Continued from yesterday.
There is a scrunch of gravel!!!
I zip over to the previously-prepared camera. But it is only the Postman. I am glad I checked; I would not want to shoot the Postman in the goolies after all I have done to safeguard his job. He looks curiously at the video equipment but does not say anything non postal service-related.
I wait some more. By now I am tense.
I appear to be doing a lot of waiting. I think journalists are a bit less keen to harass Norfolk folk these days, after the Tony Martin affair. It is a bit like how they are always being public spirited and ‘exposing security lapses’ at royal parties etc., but never black up, stick some wires under a bulky jacket and vault the gates at Stockwell tube to see whether terrorist recognition techniques have improved.
There is a scrunch of gravel!!!
It is the Methodical Builder moving some plasterboard. I settle down again.
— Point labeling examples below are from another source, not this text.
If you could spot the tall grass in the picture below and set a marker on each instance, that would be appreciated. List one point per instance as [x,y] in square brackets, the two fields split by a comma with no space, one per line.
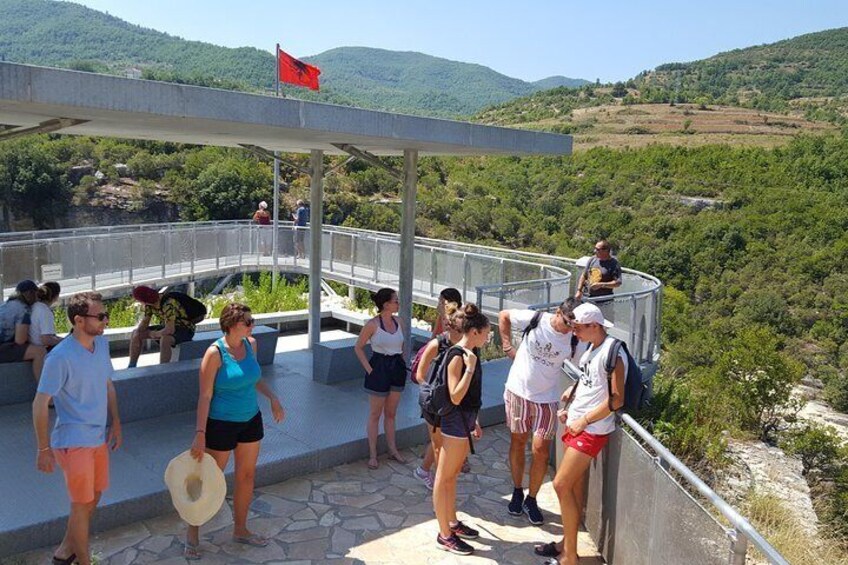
[781,527]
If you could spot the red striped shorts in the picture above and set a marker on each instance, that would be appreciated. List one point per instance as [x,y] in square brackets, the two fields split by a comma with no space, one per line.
[523,416]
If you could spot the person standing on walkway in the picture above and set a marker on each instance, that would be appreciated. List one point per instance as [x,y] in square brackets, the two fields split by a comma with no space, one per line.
[385,372]
[451,336]
[228,416]
[174,326]
[533,392]
[15,320]
[464,379]
[589,421]
[301,219]
[263,218]
[42,329]
[601,275]
[78,378]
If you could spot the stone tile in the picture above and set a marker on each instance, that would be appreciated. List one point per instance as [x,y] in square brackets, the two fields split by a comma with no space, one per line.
[277,506]
[342,487]
[360,501]
[305,514]
[314,533]
[342,540]
[294,489]
[119,539]
[156,544]
[315,549]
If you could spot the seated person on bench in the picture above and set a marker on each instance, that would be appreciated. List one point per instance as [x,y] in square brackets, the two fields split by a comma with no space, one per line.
[174,326]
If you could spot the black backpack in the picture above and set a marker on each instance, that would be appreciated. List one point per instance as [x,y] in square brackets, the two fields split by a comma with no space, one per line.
[433,395]
[195,310]
[635,391]
[534,323]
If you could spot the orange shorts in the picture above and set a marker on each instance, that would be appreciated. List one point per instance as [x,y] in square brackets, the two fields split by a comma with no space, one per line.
[86,471]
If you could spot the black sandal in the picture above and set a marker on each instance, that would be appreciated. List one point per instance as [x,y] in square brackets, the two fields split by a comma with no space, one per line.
[547,549]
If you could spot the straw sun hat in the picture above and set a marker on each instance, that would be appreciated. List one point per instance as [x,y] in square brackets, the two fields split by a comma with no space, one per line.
[197,488]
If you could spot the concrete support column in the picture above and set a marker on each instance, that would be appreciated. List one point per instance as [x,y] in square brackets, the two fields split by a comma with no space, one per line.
[407,243]
[316,226]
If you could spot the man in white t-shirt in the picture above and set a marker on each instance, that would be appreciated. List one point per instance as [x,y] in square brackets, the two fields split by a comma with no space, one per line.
[589,419]
[533,392]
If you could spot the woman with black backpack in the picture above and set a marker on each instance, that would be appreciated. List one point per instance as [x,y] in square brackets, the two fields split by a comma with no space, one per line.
[461,402]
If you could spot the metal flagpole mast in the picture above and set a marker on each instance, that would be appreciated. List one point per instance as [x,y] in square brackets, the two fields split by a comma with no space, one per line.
[275,236]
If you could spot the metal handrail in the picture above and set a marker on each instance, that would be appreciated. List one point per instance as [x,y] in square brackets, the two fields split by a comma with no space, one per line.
[742,531]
It suddenly occurs to me that it is now 2006 and the journalist might be a woman. If that is the case then I would have to shoot her in the foo foo. I am a bit old-fashioned and slightly uneasy about this. Shooting a lady reporter in the foo foo is not as funny as shooting a male reporter in the goolies, and I think the readers of ‘You Tube’ will probably not be impressed. I do not want comments like ‘WTF u shot this woman you sicko?’ Or: ‘dude u rock!!! i got tons of clips like this u wanna swap?’
I mull this over.
If it is a female reporter from the London media the likelihood is that she will be quite fit. The best thing would be to invite her in and then seduce her. She would then be exposed as a trollop, thus negating the entire angle of her story, especially if I could get her to do unusual stuff like doggy. This seems to be a good contingency plan.
I wait some more.
No reporters appear. Boooooo I am clearly not important enough to be doorstepped by the tabloids. A small part of me is disappointed, although frankly it is a very small part. The LTLP arrives home from work. I film her as she walks in.